Yftalem Parigi è un rider di 19 anni con due anni di consegle sulle spalle. La scorsa settimana, come delegato della NIDIL CGIL, è andato al Senato per l'audizione. Molte cose che lui ha detto sono state inserite nel decreto. "Un miglioramento c'è, è indiscutibile. Però ci sono certe... L'aspettativa era molto più alta, perché vorrei ricordare cosa diceva Di Maio 5 anni fa quando diceva "garantiremo diritti a tutti" come se fosse un lavoratore dipendente. Non è proprio andata così. Benissimo l'INAIL che ci hanno garantito, cioè tutta la garanzia sugli infortuni.
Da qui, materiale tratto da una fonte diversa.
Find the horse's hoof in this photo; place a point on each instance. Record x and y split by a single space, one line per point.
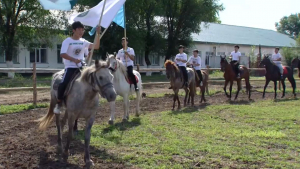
89 164
111 122
59 150
66 156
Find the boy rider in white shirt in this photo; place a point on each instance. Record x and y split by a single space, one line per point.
276 58
236 57
181 59
128 56
72 51
196 62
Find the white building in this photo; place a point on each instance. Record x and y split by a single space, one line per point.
213 40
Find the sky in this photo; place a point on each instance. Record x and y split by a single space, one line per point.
257 13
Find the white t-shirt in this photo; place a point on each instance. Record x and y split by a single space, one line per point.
75 49
275 57
235 56
195 60
182 56
121 55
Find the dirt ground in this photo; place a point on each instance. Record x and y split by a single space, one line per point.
24 146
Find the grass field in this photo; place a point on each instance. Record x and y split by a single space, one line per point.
45 80
259 135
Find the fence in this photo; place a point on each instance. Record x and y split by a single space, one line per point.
35 70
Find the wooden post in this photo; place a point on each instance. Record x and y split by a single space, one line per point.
138 67
34 84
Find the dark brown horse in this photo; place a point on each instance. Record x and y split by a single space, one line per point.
204 87
273 74
176 77
296 63
230 76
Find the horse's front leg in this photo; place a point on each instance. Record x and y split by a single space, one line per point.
71 121
87 137
275 89
239 88
186 95
59 134
125 107
225 85
138 100
112 106
230 89
266 84
283 86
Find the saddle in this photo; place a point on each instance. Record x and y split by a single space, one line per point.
58 79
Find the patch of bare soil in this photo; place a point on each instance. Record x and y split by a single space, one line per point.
24 146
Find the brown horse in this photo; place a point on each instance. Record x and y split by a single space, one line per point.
296 63
230 76
202 88
176 77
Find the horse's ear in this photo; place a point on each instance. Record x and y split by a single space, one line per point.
97 63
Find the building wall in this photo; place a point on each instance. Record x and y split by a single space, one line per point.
214 60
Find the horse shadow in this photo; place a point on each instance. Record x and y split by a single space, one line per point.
285 99
241 102
76 147
189 109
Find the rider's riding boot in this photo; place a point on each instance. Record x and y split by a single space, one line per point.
136 88
57 108
186 84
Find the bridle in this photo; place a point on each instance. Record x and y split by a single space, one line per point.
115 67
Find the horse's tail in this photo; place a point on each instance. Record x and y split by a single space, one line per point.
292 81
45 121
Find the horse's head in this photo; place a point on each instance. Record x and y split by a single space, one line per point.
296 63
101 80
223 63
112 62
265 61
171 69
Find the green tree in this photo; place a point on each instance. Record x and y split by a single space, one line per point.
289 25
23 22
183 17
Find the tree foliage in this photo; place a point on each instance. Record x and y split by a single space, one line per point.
289 25
183 17
23 22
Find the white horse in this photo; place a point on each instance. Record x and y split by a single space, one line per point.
122 87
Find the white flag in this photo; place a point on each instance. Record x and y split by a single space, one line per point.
92 16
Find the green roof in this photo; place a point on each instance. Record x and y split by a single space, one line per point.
239 35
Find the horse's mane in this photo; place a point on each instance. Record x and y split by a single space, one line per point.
171 63
123 69
88 70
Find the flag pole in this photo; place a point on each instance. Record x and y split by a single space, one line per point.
99 24
125 35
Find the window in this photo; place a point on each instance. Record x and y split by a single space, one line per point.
221 54
138 59
59 59
38 53
15 57
208 54
154 59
Però per esempio non ci sono i contributi per l'INPS. Loro dicono si applicherà il subordinato a chi lavora in modo continuativo e non occasionale. Cosa vuol dire continuativo? Cosa vuol dire occasionale? Perchè messo così in generale, dovrebbe essere la giurisprudenza a dirlo, però ci vorrebbe un processo e non è che si può fare una causa se no non ci riassumono nemmeno. Per chi fa il rider saltuariamente e non arriva ai 5 mila euro, ed è la maggioranza, ci sarà comunque la sicurezza di una paga oraria. A beneficiarne sarà anche Ruben, vent'anni, studente, ciclo-fattorino e venditori di birra allo stadio. "Ci sono aziende in cui veramente si guadagna tanto con il cottimo. Il fatto è che è un concetto sbagliato". A favore del cottimo rimangono fermi sulle loro posizioni gli 800 rider della petizione contro il decreto. Sul punto però la nuova maggioranza non vuole tornare indietro e martedì è annunciata una nuova audizione alla Camera. "Continueremo a parlare ovviamente sul merito e vediamo. Sono molto fiducioso". "Martedì?" "Martedì, martedì".